Pose estimation in dynamic, high-vibrational environments presents a unique challenge, particularly in military applications where real-time object tracking and situational awareness are crucial. High-motion and vibration often degrade traditional methods, making innovative solutions necessary. This study compares two approaches: a classical computer vision technique, which is fast but limited in accuracy, and a deep learning-based strategy like YOLO v11m, which excels in accuracy but requires high computational power.

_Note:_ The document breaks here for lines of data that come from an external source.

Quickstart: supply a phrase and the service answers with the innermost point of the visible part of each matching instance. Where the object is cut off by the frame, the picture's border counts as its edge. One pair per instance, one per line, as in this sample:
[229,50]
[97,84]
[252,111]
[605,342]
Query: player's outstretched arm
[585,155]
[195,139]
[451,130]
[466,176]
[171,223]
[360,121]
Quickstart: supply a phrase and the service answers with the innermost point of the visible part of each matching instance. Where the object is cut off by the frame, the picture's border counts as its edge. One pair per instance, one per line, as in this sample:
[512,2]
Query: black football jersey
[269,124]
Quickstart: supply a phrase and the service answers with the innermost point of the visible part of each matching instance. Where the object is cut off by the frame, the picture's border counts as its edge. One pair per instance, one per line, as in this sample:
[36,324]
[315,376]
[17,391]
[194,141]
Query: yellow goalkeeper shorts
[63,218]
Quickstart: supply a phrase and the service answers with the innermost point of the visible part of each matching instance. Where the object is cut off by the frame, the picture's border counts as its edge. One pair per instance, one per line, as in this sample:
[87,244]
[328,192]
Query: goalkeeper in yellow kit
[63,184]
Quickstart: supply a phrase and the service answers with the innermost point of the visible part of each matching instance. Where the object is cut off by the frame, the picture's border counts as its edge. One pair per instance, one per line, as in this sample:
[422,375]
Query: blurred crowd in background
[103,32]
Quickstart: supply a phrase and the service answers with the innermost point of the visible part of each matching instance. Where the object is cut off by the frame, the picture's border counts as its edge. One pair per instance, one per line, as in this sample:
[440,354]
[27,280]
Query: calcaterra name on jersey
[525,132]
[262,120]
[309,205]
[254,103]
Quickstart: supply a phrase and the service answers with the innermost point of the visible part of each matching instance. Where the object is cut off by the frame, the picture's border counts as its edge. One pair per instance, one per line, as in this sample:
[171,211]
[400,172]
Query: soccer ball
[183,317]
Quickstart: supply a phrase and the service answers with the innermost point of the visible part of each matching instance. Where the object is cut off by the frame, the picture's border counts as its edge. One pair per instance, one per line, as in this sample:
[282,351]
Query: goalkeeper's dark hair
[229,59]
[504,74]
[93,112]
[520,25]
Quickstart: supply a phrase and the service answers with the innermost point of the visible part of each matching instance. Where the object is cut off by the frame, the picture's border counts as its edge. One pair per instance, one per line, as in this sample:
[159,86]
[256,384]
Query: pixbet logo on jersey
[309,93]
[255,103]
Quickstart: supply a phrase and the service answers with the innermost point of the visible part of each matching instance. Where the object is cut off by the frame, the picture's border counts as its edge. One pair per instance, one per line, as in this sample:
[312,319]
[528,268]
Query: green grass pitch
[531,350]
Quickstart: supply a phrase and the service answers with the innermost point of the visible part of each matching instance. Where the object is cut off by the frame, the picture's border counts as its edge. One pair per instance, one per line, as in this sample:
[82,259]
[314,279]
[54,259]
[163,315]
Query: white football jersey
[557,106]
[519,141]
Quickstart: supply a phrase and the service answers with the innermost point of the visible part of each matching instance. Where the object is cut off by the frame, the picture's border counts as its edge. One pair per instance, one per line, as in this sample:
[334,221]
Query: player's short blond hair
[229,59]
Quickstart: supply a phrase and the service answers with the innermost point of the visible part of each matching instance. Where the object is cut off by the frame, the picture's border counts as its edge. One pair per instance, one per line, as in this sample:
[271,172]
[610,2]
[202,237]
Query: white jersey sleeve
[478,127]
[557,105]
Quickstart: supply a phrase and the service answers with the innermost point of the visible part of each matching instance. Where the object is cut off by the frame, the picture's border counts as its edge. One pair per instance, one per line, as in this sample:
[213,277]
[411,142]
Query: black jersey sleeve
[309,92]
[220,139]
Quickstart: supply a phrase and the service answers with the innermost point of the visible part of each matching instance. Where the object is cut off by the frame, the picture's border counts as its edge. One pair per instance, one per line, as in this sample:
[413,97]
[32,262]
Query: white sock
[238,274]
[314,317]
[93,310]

By exploring both methods, we aim to improve pose estimation for military operations, surveillance, and autonomous systems in complex environments.

📦 Installation

# Clone the repository
git clone https://github.com/yourusername/pose-estimation-project

# Install dependencies
pip install -r requirements.txt

# Run the main script
python main.py
python yolo11.py

🔬 Methodological Approaches

🖥️ Phase 1: Classical Computer Vision Approach

Performance Metrics

  • Frame Rate: Up to 200 FPS
  • Accuracy: 85%
  • Computational Complexity: Low
  • Training Data: Zero

Technical Arsenal

  • Key Techniques:
    • Gaussian Blur
    • Canny Edge Detection
    • Contour Analysis
    • Dynamic Shape Scoring

Detection Strategy

  1. Multi-Parameter Object Recognition

    • Sophisticated contour approximation
    • Shape circularity calculation
    • Temporal consistency scoring
    • Color-based feature extraction
  2. Advanced Visual Augmentation

    • Real-time motion trail visualization
    • Energy field particle simulation
    • Dynamic 3D wireframe rendering
    • Adaptive color tracking

Classical Approach

Classical Approach

📊 Output Metric Plots

plots

🤖 Phase 2: Deep Learning Approach (YOLO v11m)

Performance Metrics

  • Frame Rate: 25 FPS
  • Accuracy: 99%
  • Computational Complexity: High
  • Training Data: 3000+ custom images

Technical Arsenal

  • Core Technologies:
    • PyTorch
    • YOLO v11m Architecture
    • Advanced Neural Networks

Sophisticated Detection Methodology

  1. Comprehensive Training Pipeline

    • Custom dataset of 3000+ annotated images
    • Rigorous data augmentation
    • Cross-validation strategies
    • Hyperparameter optimization
  2. Advanced Neural Network Features

    • Multi-scale feature extraction
    • Robust object localization
    • Depth prediction integration
    • Real-time inference capabilities

DL Approach

📊 Comparative Analysis

Characteristic Classical Approach Deep Learning Approach
Frame Rate 200 FPS 25 FPS
Accuracy 85% 99%
Computational Resources Low High
Training Requirement None Extensive
Adaptability Limited High

🔍 Key Insights: Classical vs Deep Learning Approaches

  • Classical Approach:

    • Strengths:

      • Frame Rate: Up to 200 FPS with low computational requirements.
      • Training Data: None required (zero training).
      • Computational Requirements: Very Low, doesn't need any expensive hardware.
    • Weaknesses:

      • Accuracy: 85%, which may struggle in complex or dynamic environments.
      • Adaptability: Limited to predefined techniques and cannot learn from new data.
    • Applications: Robotics, Surveillance, Augmented Reality, Industrial Automation, Military Applications (e.g., real-time object recognition, situational awareness in field operations).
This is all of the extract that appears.